Open input file handle, or alternatively a list reference.

  • cols

Reference to a list of column indices.

  • RETURN

Returns a list containing the fields in the specified columns, in order.

get_fields

my @fields = P3Utils::get_fields($line);

Split a tab-delimited line into fields.

  • line

Input line to split, or an open file handle from which to get the next line.

  • RETURN

Returns a list of the fields in the line.

list_object_fields

my $fieldList = P3Utils::list_object_fields($p3, $object);

Return the list of field names for an object. The database schema is queried directly.

  • p3

The P3DataAPI object for accessing PATRIC.

  • object

The name of the object whose field names are desired.

  • RETURN

Returns a reference to a list of the field names.

Internal Methods

_process_entries

P3Utils::_process_entries($p3, $object, \@retList, \@entries, \@row, \@cols, $id, $keyField);

Process the specified results from a PATRIC query and store them in the output list.

  • p3

The P3DataAPI object for querying derived fields.

  • object

Name of the object queried.

  • retList

Reference to a list into which the output rows should be pushed.

  • entries

Reference to a list of query results from PATRIC.

  • row

Reference to a list of values to be prefixed to every output row.

  • cols

Reference to a list of the names of the columns to be put in the output row, or undef if the user wants a count.

  • id (optional)

Name of an ID field that should not be zero or empty. This is used to filter out invalid records.

  • keyField (optional)

Name of an ID field whose value should be put at the beginning of every output row.

_execute_query

P3Utils::_execute_query($p3, $core, $keyField, $dataField, \@keys, \%retHash, $multi);

Execute a query to get the data values associated with a key.

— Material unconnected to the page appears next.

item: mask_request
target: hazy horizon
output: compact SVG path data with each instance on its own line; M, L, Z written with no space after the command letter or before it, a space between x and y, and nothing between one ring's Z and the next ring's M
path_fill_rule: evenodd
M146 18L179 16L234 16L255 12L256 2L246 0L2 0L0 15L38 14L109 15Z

The mapping from keys to data values is added to the specified hash.

  • p3

The P3DataAPI object for accessing the database.

  • core

The real name of the table containing the data.

  • keyField

The real name of the table’s key field.

  • dataField

The real name of the associated data field.

  • keys

A reference to a list of the keys whose data values are desired.

  • multi

If TRUE, then the related field will return multiple values.

  • retHash

A reference to a hash into which results should be placed.

_apply

my $result = _apply($function, @values);

Apply a computational function to values to produce a computed field value.

  • function

Name of the function.

  • altName

Pass the input value back unmodified.

  • concatSemi

Concatenate the sub-values using a semi-colon/space separator.

  • md5

Compute an MD5 for a DNA or protein sequence.

  • values

List of the input values.

  • RETURN

Returns the computed result.

_ec_parse

my @ecNums = P3Utils::_ec_parse($product);

Parse the EC numbers out of the functional assignment string of a feature.

  • product

The functional assignment string containing the EC numbers.

  • RETURN

Returns a list of EC numbers.

_select_list

my $fieldList = _select_list($object, $cols);

Compute the list of fields required to retrieve the specified columns. This includes the specified normal fields plus any derived fields.

  • object

Name of the object being retrieved.

  • cols

Reference to a list of field names.

  • RETURN

Returns a reference to a list of field names to retrieve.